I’m asked to prove $\frac{d}{dt}\Big|_{t=0}\mbox{tr}(e^{X+tY})=\mbox{tr}(e^XY)$ for any $X,Y$ in $M_n(\mathbb{C})$. My attempt is to assume both $X$ and $Y$ are diagonalizable, and since the set of all diagonalizable matrices is dense in $M_n(\mathbb{C})$, if we can show this is true for diagonalizable matrices, then we are done. I expected this will somehow simplify the proof, but seems it does not work well unless I further assume $X,Y$ can be diagonalizable at the same time.
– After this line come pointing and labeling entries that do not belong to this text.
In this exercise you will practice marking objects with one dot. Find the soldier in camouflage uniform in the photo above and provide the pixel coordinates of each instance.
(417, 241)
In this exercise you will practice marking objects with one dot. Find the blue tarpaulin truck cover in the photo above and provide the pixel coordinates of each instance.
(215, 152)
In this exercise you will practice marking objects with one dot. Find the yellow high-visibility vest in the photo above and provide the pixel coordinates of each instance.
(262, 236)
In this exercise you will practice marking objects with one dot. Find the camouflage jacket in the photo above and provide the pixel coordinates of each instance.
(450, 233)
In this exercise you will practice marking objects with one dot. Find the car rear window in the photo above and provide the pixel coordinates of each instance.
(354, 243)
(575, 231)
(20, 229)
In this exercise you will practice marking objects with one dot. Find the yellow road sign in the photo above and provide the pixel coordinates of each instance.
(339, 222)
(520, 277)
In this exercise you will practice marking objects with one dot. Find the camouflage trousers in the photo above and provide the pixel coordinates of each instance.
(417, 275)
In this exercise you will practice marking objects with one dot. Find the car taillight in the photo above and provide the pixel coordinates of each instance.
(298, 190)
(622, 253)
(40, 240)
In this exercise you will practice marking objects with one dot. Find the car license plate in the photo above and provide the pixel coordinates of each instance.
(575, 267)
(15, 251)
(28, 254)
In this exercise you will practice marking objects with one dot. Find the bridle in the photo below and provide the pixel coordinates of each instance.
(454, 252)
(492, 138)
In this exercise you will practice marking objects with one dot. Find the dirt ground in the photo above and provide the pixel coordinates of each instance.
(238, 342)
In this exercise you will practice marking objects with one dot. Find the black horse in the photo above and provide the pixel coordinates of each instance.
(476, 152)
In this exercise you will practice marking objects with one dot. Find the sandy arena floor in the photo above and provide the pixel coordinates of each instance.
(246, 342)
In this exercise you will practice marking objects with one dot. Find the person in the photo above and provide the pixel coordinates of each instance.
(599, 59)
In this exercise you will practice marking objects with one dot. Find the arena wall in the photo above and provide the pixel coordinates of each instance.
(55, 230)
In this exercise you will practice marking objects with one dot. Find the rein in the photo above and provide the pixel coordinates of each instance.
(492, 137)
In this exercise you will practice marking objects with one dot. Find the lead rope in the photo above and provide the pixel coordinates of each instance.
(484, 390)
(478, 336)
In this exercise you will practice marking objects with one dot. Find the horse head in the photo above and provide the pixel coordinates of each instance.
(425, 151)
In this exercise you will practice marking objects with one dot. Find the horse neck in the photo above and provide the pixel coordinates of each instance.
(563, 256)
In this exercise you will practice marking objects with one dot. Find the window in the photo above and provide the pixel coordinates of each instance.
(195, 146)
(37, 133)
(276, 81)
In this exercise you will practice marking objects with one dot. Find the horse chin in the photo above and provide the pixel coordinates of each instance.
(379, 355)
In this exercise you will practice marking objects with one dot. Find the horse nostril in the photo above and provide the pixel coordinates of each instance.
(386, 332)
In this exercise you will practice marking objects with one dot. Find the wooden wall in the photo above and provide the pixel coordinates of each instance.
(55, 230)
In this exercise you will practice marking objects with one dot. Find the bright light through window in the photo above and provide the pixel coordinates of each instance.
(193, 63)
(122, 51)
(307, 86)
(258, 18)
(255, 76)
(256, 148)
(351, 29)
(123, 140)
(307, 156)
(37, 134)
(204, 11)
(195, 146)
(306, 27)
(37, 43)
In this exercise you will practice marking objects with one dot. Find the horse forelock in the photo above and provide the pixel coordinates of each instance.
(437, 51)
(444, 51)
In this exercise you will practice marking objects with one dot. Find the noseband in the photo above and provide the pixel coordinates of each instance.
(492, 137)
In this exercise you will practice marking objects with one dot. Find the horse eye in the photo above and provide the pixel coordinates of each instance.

Any suggestions on this?
Prove $\frac{d}{dt} \Big|_{t=0}\mbox{tr}(e^{X+tY})=\mbox{tr}(e^XY)$
266 Views Asked by Bumbble Comm https://math.techqa.club/user/bumbble-comm/detail AtThere are 4 best solutions below
On
We may assume $X \neq 0$. Put $f_m(t)= \frac{1}{m!}\mbox{tr}(X+tY)^m$. Then $\mbox{tr}(e^{X+tY})=\sum_{m=0}^{\infty} f_m(t)$. We will interchange the differentiation and the infinite sum.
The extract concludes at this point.